In 1744 Drummond was appointed H.M. Consul at Aleppo and while resident there was active and zealous in promulgating the tenets of Freemasonry. He formed and constituted the first Scottish Lodge in the Near East. According to the Minutes of Grand Lodge, November 30th1747, “It was stated by the Grand Master Mason the Rt. Hon. The Lord Provost of Edinburgh, Brother George Drummond that his brother Alexander Drummond, late Provincial Grand Master of the West of Scotland, having taken up his residence at Alexandretta in Turkey had erected several Masons Lodges in that part of the country and, as he was anxious still further to diffuse the principles of the fraternity, he begged that Grand Lodge would grant him a Provincial or District Grand Commission. The Grand Lodge having taken this petition into consideration unanimously granted his requisition.”

Thus Brother Alexander Drummond had the dual honour conferred on him of being the first Scottish Provincial Grand Master and the first Scottish District Grand Master appointed by the Grand Lodge of Scotland.” Drummond had only been in residence at Aleppo for a year or so when he formed his first Lodge which was named “Union Lodge of Drummond Kilwinning Aleppo.” It is worthy of note that while this first Lodge chartered by the Grand Lodge of Scotland in this area took place in 1745, the earliest English Lodge at Smyrna, of which there is any record, is the Homer Lodge No 806, which was warranted in 1860 or some 115 years later. Drummond’s title as District Grand Master was somewhat long winded – he was designated “District (or Provincial) Grand Master “over the countries in Europe and Asia bordering the Mediterranean Sea.” On returning from the Levant, he took up residence in Edinburgh and resumed his Masonic activities. He demitted Office as Provincial Grand Master (Western Country) in 1747 and was succeeded by Brother Robert Mollison, H.M. Collector of Excise at Ayr and a Past Master of Mother Kilwinning No 0, although he had been initiated in Glasgow Kilwinning Lodge No 4 and was its first Senior Warden. As might be expected with his brother serving as Grand Master Mason, as well as being a distinguished civic leader and important government official, it is not surprising to learn that Alexander Drummond became deeply immersed in the Masonic affairs in the capital. On 24th June 1760, he was elected Master of Lodge Canongate Kilwinning No 2 and was later that year deputed by the Grand Master Mason to lay the Foundation Stone of St Bernard’s Well with full Masonic Honours.                                       

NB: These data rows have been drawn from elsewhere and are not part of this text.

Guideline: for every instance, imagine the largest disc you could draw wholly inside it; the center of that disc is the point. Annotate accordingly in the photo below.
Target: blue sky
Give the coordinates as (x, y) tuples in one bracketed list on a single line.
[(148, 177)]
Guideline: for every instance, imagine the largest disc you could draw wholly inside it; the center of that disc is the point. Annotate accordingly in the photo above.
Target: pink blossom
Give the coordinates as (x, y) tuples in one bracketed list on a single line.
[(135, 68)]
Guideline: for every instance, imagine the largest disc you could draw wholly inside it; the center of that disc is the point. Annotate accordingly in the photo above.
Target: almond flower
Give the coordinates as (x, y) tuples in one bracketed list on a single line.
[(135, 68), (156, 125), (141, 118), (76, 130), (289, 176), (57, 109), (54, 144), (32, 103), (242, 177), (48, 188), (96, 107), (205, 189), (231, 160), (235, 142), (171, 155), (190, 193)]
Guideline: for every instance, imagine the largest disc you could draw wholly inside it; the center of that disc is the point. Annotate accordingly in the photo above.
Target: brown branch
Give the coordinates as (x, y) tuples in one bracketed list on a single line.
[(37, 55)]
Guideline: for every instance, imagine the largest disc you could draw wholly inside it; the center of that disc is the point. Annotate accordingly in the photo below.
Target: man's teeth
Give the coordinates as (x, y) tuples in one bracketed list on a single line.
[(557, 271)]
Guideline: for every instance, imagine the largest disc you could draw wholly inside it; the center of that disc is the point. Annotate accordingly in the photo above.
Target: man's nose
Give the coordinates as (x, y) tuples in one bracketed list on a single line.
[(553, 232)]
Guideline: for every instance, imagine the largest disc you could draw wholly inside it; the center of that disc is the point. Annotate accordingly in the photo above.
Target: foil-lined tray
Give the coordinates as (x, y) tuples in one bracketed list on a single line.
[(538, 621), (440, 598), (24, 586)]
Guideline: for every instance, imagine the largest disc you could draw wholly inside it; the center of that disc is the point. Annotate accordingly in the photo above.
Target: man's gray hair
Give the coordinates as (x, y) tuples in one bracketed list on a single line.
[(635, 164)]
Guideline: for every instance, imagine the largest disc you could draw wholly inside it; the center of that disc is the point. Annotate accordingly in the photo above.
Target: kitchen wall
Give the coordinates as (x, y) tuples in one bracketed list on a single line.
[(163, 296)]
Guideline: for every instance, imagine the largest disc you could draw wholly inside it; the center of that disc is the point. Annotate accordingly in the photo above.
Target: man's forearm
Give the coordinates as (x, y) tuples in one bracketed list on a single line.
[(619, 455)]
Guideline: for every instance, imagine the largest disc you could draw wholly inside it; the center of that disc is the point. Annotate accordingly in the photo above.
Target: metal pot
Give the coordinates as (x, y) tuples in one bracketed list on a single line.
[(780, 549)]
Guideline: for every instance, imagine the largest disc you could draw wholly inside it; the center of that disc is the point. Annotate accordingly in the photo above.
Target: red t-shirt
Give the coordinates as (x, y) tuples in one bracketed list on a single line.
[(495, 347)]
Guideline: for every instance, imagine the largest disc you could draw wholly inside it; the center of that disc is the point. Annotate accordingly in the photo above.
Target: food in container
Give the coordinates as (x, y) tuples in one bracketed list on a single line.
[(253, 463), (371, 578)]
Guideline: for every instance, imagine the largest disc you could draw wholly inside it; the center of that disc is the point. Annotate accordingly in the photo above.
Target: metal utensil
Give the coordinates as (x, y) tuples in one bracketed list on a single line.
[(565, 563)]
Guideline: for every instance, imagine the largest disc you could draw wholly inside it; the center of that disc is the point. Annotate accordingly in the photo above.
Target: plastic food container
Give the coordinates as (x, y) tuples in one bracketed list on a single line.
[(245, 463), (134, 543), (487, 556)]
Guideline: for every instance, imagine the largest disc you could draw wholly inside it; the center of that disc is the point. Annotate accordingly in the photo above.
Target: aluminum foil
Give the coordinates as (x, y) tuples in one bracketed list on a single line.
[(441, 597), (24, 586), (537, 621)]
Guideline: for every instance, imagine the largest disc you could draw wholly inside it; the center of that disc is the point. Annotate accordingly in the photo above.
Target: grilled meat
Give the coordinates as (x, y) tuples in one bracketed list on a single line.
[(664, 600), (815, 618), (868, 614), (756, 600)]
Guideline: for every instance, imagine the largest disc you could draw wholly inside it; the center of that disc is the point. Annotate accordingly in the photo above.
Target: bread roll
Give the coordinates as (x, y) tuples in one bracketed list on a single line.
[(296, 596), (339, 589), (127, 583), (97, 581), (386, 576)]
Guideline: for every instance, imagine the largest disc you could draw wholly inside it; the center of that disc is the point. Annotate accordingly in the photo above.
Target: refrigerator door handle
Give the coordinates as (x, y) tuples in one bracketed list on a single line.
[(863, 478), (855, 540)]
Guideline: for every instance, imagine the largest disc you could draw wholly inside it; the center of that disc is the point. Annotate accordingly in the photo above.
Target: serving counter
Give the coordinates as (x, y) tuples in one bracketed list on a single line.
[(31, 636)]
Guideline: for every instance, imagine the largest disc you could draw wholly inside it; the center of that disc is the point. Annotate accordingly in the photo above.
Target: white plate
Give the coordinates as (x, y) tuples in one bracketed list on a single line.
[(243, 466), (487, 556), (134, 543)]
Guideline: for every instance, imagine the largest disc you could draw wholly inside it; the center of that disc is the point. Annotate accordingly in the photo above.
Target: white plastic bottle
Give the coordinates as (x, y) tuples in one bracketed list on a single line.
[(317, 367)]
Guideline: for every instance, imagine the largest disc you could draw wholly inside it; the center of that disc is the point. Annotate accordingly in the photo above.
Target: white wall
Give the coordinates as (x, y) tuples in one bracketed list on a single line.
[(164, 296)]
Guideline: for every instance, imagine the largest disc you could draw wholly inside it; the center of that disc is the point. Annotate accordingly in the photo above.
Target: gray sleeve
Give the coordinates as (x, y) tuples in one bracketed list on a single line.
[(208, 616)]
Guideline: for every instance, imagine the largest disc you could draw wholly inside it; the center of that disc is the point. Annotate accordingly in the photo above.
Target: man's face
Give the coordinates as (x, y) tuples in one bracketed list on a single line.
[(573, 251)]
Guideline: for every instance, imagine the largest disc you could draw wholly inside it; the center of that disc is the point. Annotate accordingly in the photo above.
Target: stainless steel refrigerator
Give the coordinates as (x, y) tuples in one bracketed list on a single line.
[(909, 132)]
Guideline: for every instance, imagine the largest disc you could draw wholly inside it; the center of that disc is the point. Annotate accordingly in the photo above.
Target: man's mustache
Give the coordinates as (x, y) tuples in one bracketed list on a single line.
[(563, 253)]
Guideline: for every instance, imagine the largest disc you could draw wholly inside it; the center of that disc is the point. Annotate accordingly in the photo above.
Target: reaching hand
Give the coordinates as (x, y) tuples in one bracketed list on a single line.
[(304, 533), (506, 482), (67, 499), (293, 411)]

Alexander Drummond was undoubtedly a most conscientious, diligent and active Provincial Grand Master, who without precedents to guide him, set an excellent example for all future incumbents of that high Office. He was at all times animated by a deep devotion and love of the Craft. He made his mark in his own day and laid well and truly the foundations of the First Provincial Grand Lodge.